Emerging cases: clinical trial matching, clinical decision support, risk adjustment and hierarchical condition categories.
Next-gen cases: ambient virtual scribe, computational phenotyping and biomarker discovery, population surveillance.
Data mining integration in health IT systems allows healthcare providers and hospitals to reduce subjectivity in decision-making and provide a new useful medical knowledge. Predictive models used in medicine provide the best knowledge support ever and help develop a set of clear and reliable predictions for doctors to make better, informed decisions and improve prognosis, diagnosis, and patient treatment.
Once started, data mining becomes a continuous cycle of knowledge discovery, which helps any healthcare organization create a good business strategy.
To conclude, the number of applications of NLP in business is increasing at a head-spinning rate. Sentiment analysis, creditworthiness assessment, chatbots, market intelligence, advanced advertising, and hiring tools: NLP has all it takes to enhance customer service, accelerate time to market and boost revenues.
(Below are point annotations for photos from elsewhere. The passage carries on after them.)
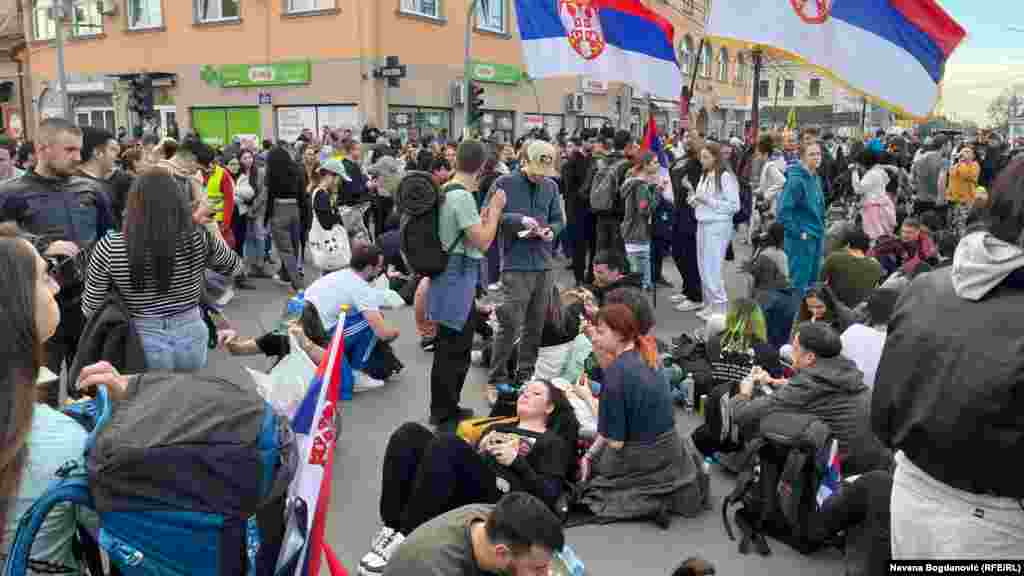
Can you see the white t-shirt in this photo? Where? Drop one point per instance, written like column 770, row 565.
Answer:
column 340, row 288
column 863, row 345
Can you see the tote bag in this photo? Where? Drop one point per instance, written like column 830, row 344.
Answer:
column 330, row 248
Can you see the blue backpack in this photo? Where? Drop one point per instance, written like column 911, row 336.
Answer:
column 188, row 477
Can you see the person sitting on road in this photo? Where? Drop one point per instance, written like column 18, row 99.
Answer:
column 638, row 466
column 518, row 535
column 368, row 334
column 426, row 476
column 610, row 273
column 825, row 384
column 851, row 274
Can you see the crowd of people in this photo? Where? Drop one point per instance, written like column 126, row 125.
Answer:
column 161, row 235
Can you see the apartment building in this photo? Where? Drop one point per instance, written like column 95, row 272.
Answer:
column 269, row 69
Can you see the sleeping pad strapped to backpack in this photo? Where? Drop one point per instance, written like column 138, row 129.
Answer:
column 188, row 477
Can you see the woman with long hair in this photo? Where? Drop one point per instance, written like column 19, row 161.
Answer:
column 158, row 263
column 32, row 315
column 286, row 205
column 426, row 476
column 714, row 202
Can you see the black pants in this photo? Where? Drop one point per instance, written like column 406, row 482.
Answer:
column 584, row 245
column 684, row 252
column 426, row 476
column 608, row 233
column 448, row 375
column 61, row 347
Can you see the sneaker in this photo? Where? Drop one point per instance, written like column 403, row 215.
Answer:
column 687, row 305
column 380, row 553
column 365, row 382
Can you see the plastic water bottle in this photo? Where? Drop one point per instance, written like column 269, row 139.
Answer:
column 690, row 385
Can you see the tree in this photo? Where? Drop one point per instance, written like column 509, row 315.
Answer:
column 998, row 110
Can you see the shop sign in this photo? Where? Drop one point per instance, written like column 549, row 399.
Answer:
column 244, row 75
column 591, row 86
column 496, row 73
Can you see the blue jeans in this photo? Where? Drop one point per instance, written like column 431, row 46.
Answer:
column 178, row 343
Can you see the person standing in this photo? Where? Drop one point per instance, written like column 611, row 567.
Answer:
column 685, row 174
column 947, row 396
column 451, row 297
column 715, row 202
column 286, row 204
column 69, row 216
column 531, row 221
column 801, row 210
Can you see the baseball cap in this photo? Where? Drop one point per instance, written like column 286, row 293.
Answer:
column 334, row 166
column 541, row 159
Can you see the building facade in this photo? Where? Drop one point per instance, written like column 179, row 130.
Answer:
column 269, row 69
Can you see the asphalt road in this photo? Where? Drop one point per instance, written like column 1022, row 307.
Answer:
column 637, row 548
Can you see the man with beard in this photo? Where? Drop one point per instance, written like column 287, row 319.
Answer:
column 69, row 215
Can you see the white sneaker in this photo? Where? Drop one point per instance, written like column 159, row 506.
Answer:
column 386, row 542
column 365, row 382
column 687, row 305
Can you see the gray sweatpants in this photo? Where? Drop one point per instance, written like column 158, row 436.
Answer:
column 526, row 296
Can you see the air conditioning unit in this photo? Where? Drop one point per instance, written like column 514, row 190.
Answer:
column 107, row 7
column 576, row 103
column 458, row 93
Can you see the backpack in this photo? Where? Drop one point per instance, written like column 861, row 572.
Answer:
column 188, row 476
column 604, row 193
column 777, row 486
column 419, row 201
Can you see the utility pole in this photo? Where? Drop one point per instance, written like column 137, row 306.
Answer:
column 468, row 73
column 58, row 12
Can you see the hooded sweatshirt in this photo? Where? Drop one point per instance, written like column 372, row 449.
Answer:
column 802, row 207
column 834, row 391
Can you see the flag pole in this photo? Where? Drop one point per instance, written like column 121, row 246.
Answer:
column 756, row 100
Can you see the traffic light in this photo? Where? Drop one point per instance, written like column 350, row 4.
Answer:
column 140, row 95
column 475, row 103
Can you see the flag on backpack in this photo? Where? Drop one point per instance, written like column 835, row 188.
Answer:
column 830, row 480
column 316, row 424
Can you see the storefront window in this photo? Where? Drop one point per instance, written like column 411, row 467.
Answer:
column 417, row 123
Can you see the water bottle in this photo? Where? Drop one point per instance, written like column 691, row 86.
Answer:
column 690, row 385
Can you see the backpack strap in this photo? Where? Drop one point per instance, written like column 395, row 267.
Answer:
column 70, row 488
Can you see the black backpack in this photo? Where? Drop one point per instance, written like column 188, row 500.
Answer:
column 778, row 483
column 419, row 201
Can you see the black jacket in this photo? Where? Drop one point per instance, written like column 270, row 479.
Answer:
column 834, row 391
column 949, row 391
column 110, row 335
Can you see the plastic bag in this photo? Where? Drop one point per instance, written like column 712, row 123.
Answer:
column 287, row 383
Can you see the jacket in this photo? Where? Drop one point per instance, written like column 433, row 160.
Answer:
column 537, row 201
column 963, row 182
column 111, row 335
column 948, row 389
column 834, row 391
column 802, row 206
column 639, row 197
column 74, row 209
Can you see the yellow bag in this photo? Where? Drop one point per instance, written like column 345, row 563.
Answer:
column 471, row 429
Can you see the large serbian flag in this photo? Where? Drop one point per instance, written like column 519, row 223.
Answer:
column 606, row 40
column 891, row 51
column 316, row 423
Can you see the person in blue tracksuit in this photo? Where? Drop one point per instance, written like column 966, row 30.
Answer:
column 801, row 210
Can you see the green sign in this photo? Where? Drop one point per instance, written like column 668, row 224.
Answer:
column 245, row 75
column 496, row 73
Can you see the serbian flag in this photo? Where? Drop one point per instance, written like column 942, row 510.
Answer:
column 316, row 423
column 891, row 51
column 607, row 40
column 833, row 475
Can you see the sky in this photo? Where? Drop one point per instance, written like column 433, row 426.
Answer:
column 990, row 59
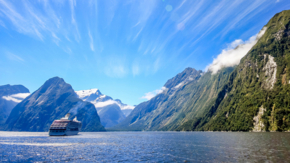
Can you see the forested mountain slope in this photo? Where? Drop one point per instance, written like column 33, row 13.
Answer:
column 256, row 96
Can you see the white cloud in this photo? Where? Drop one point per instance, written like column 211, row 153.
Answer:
column 232, row 55
column 115, row 67
column 152, row 94
column 135, row 69
column 103, row 104
column 14, row 57
column 91, row 41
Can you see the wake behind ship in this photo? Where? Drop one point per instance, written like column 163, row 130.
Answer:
column 65, row 127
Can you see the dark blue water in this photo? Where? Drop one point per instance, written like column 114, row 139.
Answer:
column 146, row 147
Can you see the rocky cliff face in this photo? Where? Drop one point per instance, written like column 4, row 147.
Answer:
column 53, row 100
column 183, row 99
column 258, row 89
column 109, row 110
column 10, row 95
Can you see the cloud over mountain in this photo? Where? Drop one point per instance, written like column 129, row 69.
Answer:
column 232, row 55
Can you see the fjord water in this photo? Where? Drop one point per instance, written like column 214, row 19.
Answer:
column 145, row 147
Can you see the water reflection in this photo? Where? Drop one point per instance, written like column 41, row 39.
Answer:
column 146, row 146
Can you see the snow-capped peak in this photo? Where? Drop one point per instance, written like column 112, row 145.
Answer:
column 16, row 97
column 85, row 93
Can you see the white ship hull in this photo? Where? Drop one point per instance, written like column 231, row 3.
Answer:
column 65, row 127
column 65, row 133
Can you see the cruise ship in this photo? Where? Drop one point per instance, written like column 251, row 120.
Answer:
column 65, row 127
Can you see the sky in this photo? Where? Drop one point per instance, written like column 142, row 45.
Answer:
column 127, row 49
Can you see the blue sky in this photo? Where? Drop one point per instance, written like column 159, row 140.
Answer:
column 125, row 48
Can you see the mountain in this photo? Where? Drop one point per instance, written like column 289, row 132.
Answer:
column 53, row 100
column 256, row 97
column 183, row 98
column 111, row 111
column 10, row 95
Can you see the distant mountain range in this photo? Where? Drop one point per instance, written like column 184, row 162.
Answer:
column 10, row 95
column 111, row 111
column 53, row 100
column 253, row 96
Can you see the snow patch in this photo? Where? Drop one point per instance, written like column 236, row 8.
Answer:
column 258, row 123
column 73, row 111
column 270, row 72
column 152, row 94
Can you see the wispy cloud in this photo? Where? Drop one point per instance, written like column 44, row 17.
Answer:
column 91, row 41
column 232, row 55
column 152, row 94
column 14, row 57
column 135, row 69
column 115, row 67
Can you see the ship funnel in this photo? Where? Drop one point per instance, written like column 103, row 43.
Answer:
column 67, row 116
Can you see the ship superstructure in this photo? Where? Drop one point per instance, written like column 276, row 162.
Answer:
column 64, row 127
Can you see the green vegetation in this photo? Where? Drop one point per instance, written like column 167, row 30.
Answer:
column 249, row 87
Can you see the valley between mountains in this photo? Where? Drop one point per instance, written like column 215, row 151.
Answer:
column 250, row 96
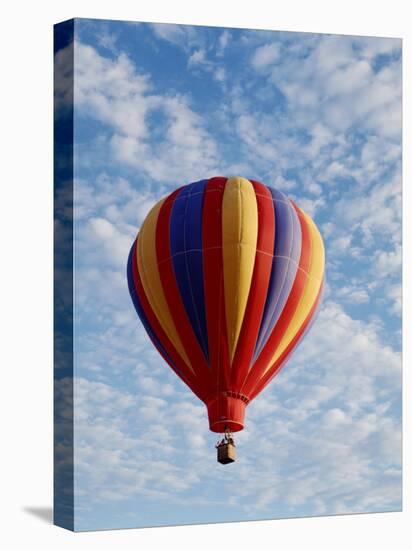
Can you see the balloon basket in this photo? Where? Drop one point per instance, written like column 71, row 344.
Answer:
column 226, row 449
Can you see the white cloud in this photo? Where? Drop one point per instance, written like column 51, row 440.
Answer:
column 112, row 91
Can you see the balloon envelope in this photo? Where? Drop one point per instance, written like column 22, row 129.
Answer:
column 226, row 275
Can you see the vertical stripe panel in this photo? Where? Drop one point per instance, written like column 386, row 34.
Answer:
column 259, row 286
column 286, row 256
column 313, row 284
column 183, row 370
column 265, row 357
column 290, row 348
column 239, row 239
column 149, row 273
column 187, row 254
column 213, row 283
column 171, row 291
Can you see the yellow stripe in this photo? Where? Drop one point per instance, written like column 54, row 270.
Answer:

NLP based software currently permeates our personal lives as well and is certain to get more sophisticated in years to come. Gartner says, by 2020 we will have more interactions with chatbots than with our spouses. Apple Siri and Google assistant are the most spectacular examples of how we use NLP on a personal level. As for NLP application in business, these thought-provoking cases should give you the basic understanding of what natural language processing can do to maximize productivity, streamline operations, deliver insights, keep up with competition and derive value from routine processes.
What other NLP and text mining use cases in business would you add here?